If the effects of the virus start to taper off by this spring, which Kelly believes is likely, “investors may find that not much in the global economy has fundamentally changed,” he wrote. “True, damage will likely mount over the next several months, particularly in travel, oil, and the Chinese economy. And given China’s size and significance, weakness will spread elsewhere.”

But Kelly added that the Chinese government had already enacted stimulus programs to reverse China’s decline. That’s similar to what happened with the SARS epidemic, he wrote. A recession from 2000 to 2002 resulted in similar measures, and although SARS delayed the economy’s recovery by a quarter, it did eventually recover.

“This too could prove to be a dip to be bought,” wrote Kelly.

But Katie Nixon, chief investment officer of Northern Trust Wealth Management, warned against doing so too soon.

“It is far too early to mark a peak,” Nixon wrote in a note to clients. “For investors, and considering past experience with SARS, moving past the peak infection rate has provided the ‘all clear’ sign, allowing markets to move past the hyper-focus on the disease. We are not there yet.”

Nor is Bass done tweeting about China. The money manager was back on Twitter Monday morning, responding to a Wall Street Journal report that the U.S. government had indicted four members of the Chinese military in connection with the massive Equifax data breach that affected 150 million consumers.

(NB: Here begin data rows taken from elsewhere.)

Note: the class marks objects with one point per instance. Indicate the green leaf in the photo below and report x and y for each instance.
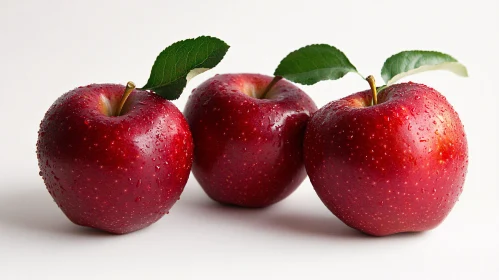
(408, 63)
(181, 61)
(314, 63)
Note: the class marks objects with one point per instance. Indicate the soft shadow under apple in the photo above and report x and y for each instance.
(33, 210)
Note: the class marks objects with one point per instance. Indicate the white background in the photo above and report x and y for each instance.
(50, 47)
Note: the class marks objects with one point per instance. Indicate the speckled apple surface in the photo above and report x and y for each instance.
(398, 166)
(117, 174)
(248, 148)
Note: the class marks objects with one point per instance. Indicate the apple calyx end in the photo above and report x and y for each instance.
(130, 86)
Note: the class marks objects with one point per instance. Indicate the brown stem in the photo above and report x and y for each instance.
(372, 83)
(130, 86)
(269, 87)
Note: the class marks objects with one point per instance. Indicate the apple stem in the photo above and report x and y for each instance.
(372, 83)
(271, 84)
(130, 86)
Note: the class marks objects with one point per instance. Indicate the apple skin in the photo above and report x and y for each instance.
(117, 174)
(398, 166)
(248, 151)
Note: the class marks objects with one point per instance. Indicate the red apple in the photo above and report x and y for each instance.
(398, 166)
(114, 173)
(248, 144)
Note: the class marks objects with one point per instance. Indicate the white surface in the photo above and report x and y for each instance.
(49, 47)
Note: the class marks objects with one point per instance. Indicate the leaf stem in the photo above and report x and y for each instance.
(269, 87)
(372, 84)
(130, 86)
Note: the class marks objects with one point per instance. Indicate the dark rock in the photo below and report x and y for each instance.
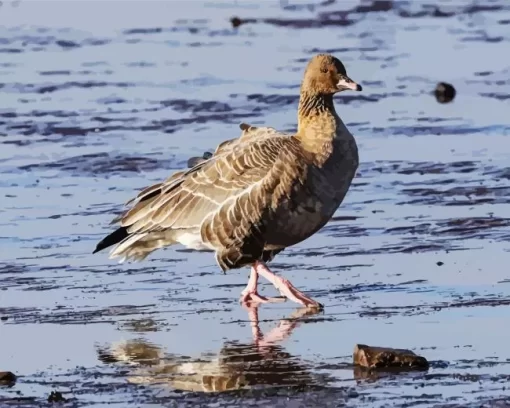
(385, 357)
(444, 92)
(7, 378)
(236, 22)
(56, 396)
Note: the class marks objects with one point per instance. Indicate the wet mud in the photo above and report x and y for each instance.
(98, 104)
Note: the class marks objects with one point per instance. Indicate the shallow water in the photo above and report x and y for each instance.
(100, 99)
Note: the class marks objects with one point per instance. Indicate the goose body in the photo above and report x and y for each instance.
(257, 194)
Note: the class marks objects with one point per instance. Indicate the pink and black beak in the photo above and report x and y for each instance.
(347, 83)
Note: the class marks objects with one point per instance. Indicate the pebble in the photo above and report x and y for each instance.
(444, 92)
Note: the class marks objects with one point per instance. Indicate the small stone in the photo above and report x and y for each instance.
(385, 357)
(236, 22)
(6, 378)
(444, 92)
(56, 396)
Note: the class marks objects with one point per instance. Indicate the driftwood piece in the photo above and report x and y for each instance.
(389, 358)
(6, 377)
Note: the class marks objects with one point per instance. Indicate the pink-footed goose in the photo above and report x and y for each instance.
(256, 195)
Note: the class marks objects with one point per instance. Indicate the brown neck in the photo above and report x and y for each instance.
(314, 106)
(317, 122)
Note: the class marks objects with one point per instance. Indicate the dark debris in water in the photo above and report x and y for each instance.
(104, 164)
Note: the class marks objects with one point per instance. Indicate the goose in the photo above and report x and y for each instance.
(257, 194)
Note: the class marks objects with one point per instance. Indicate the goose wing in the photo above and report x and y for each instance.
(224, 200)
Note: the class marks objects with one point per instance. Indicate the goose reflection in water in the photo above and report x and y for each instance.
(261, 363)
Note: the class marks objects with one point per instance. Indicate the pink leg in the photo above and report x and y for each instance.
(250, 294)
(284, 286)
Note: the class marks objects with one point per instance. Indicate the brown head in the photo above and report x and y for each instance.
(326, 75)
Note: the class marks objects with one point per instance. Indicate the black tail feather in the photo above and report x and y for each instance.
(114, 238)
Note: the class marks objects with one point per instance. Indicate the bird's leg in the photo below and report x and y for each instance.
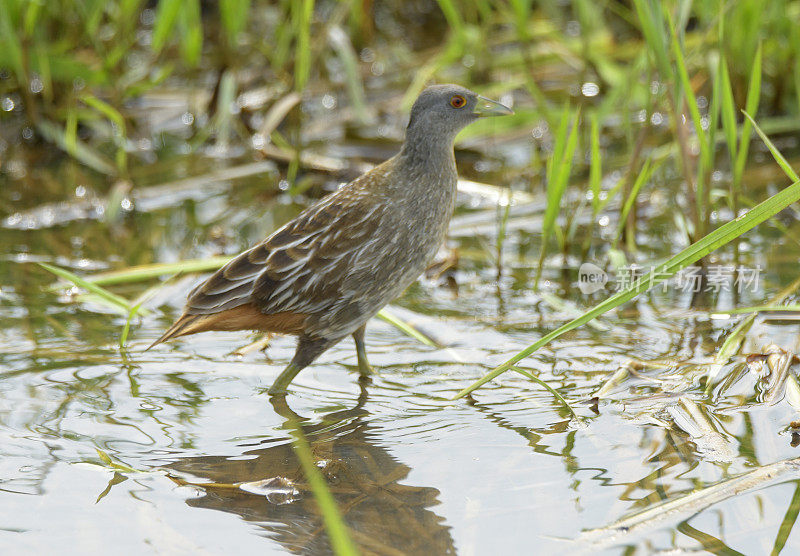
(308, 349)
(361, 352)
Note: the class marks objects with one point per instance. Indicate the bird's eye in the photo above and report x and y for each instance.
(457, 101)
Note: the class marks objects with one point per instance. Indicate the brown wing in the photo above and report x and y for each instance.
(299, 268)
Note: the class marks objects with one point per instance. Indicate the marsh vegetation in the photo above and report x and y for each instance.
(653, 153)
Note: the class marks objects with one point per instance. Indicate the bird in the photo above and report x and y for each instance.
(324, 274)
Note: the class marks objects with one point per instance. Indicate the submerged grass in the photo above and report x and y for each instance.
(719, 237)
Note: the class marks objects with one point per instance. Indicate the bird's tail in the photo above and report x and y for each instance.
(181, 327)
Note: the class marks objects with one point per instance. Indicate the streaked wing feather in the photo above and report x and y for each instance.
(298, 268)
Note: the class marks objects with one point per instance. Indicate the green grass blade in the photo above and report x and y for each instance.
(641, 179)
(406, 328)
(233, 14)
(302, 10)
(691, 99)
(728, 109)
(547, 387)
(751, 105)
(664, 271)
(596, 168)
(166, 18)
(782, 162)
(558, 171)
(652, 28)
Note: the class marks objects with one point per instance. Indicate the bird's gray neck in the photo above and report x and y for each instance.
(428, 152)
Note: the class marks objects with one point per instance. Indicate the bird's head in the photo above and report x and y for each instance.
(441, 111)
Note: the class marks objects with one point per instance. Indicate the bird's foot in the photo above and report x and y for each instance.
(365, 369)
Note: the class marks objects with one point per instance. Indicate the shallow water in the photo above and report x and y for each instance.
(189, 428)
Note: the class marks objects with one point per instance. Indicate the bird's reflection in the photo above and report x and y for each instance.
(266, 486)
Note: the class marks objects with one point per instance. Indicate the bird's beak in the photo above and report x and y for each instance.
(487, 107)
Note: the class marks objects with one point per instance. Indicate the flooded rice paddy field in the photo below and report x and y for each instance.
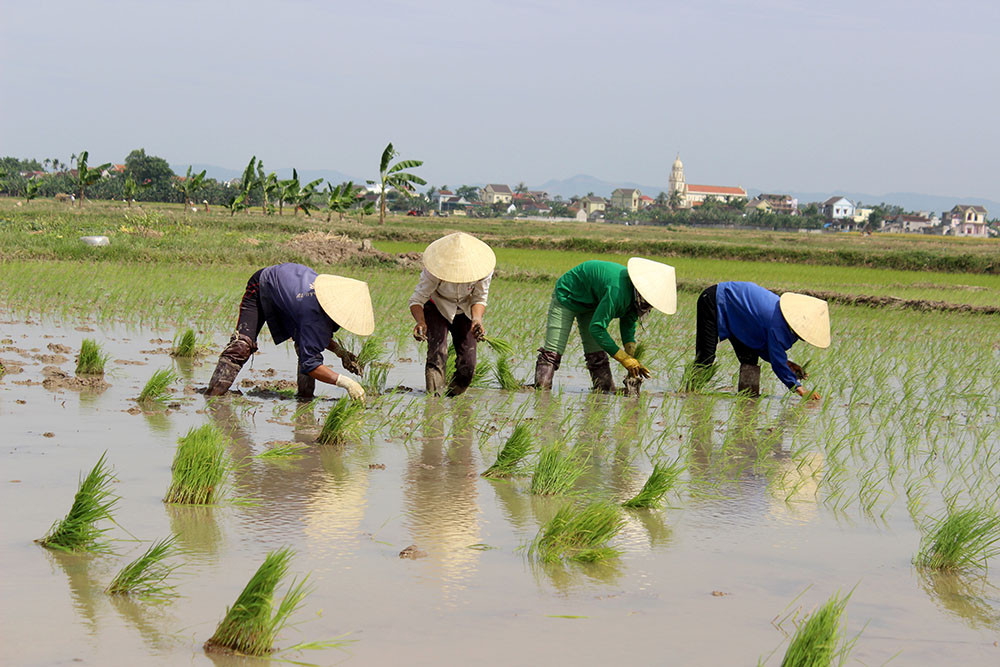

“This is the Chinese military and therefore CCP [Communist Party of China] government stealing personal financial information of just about all Americans with a job,” he tweeted, calling the indictments “a game-changer for U.S.” in an email to Institutional Investor.

Bass hinted in an earlier tweet on Monday that civil unrest in China may follow. “The good people of China have lost trust in the CCP,” he wrote.